Dosi per 4/5 persone

INGREDIENTI:

85 gr di tuorli (4 uova grandi circa)

170 gr di zucchero

50 gr di acqua

mezza bacca di vaniglia bourbon (oppure 2 cucchiaini di estratto naturale)

250 gr di panna

250 gr di mascarpone

125 gr di pan di Spagna (o Savoiardi o Pavesini)

200 gr di bagna al caffè d’orzo (orzo solubile più acqua tiepida più zucchero a piacere), oppure al caffè o al Marsala, a piacere

15 gr di cacao amaro in polvere

ESECUZIONE

Per la base tiramisù (pâte à bombe):

Preparate la base tiramisù pastorizzando le uova. Cuocete in una casseruola lo zucchero semolato con l’acqua fino a raggiungere la temperatura di 121° ( se non avete un termometro da cucina, guardate il composto: quando le bolle piccole e veloci cedono il posto a bolle grandi, lente e vischiose, avrete raggiunto la giusta temperatura; cin andranno circa 3-4 minuti. Non andate oltre, altrimenti lo zucchero inzierà a caramellare e in seguito diventerà amaro). Dopodichè versate lentamente, a filo, lo sciroppo caldo sui tuorli mentre stanno montando nella planetaria con la vaniglia, avendo cura di non farlo scendere direttamente sui tuorli ma di farlo cadere ai lati della ciotola. Montate fino a raggiungere la temperatura ambiente, poi tenete da parte (solo per il tempo di montare la panna) al fresco, anche in frigo, coperto. Non lasciate troppo tempo il composto senza utilizzarlo, in quanto si smonterebbe.

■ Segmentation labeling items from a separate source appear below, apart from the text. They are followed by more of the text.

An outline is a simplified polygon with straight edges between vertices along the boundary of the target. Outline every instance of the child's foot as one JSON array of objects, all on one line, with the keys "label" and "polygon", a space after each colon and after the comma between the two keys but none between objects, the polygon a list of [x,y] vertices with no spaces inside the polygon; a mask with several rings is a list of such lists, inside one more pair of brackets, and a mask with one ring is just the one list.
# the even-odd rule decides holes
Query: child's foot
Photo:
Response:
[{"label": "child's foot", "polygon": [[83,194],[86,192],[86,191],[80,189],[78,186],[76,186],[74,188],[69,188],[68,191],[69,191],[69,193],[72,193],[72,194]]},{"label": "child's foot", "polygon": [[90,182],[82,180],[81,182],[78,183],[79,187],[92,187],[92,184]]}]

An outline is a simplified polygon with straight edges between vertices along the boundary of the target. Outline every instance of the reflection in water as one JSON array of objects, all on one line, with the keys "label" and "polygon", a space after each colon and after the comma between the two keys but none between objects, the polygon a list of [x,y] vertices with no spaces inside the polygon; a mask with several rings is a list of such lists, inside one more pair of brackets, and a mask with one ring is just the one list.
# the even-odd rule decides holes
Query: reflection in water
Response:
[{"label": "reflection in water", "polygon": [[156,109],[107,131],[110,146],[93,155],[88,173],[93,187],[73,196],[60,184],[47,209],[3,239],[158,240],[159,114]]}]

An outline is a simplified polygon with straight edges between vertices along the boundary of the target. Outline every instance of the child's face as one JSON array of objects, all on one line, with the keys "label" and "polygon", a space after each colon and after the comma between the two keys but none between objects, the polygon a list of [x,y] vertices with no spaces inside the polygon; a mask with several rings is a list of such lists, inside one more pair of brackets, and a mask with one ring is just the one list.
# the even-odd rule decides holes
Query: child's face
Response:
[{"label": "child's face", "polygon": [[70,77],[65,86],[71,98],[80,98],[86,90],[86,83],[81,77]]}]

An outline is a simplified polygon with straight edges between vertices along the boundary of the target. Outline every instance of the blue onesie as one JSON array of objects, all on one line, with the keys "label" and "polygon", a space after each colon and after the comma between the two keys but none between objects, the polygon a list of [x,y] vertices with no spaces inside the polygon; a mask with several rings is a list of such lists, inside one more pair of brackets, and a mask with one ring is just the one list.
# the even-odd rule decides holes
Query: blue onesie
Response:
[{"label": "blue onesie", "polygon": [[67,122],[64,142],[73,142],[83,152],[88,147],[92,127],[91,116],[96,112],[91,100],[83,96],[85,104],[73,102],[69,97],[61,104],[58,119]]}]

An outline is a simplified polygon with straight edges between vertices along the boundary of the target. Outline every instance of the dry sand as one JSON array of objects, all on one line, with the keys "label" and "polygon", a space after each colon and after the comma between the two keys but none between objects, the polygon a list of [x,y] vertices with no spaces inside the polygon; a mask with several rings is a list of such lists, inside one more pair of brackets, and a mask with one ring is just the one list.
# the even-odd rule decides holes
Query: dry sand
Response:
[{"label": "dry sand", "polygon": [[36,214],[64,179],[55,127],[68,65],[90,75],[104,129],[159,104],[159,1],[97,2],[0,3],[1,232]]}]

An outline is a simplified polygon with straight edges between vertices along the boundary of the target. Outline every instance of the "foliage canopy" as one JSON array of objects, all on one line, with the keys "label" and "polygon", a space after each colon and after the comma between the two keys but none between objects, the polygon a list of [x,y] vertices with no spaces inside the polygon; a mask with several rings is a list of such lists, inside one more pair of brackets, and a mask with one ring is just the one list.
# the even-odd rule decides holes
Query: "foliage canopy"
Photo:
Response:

Prendete il mascarpone, che avrete tirato da almeno un’ora fuori dal frigorifero, e riducetelo a crema con un cucchiaio o una frusta.

Montate, o meglio,  semi-montate la panna (se montata completamente, infatti, la panna avrà una consistenza troppo grassa).

Riprendete quindi il composto di uova e zucchero (pâte à bombe) e unitevi il mascarpone. Unite prima una piccola parte del composto di uova e zucchero al mascarpone, per renderlo fluido, poi aggiungete la crema rimanente, avendo cura di amalgamarla con movimenti ampi dal basso verso l’alto, per non smontare la montata di uova.

Alleggerite quindi il tutto unendo la panna montata, sempre mescolando con delicatezza dal basso verso l’alto.

Infine, componete il dolce: stratificate il pan di Spagna, inzuppato abbondantemente nella bagna di orzo, con la crema tiramisù e una spolverizzata di cacao amaro. Fate almeno due strati di pan di Spagna inzuppato e due strati di crema, spolverizzando ogni strato con del cacao amaro. Terminate con la crema e ponete in frigorifero, facendo riposare almeno per un paio d’ore, meglio se tutta la notte. Spolverate la superficie con il cacao amaro solo prima di servire.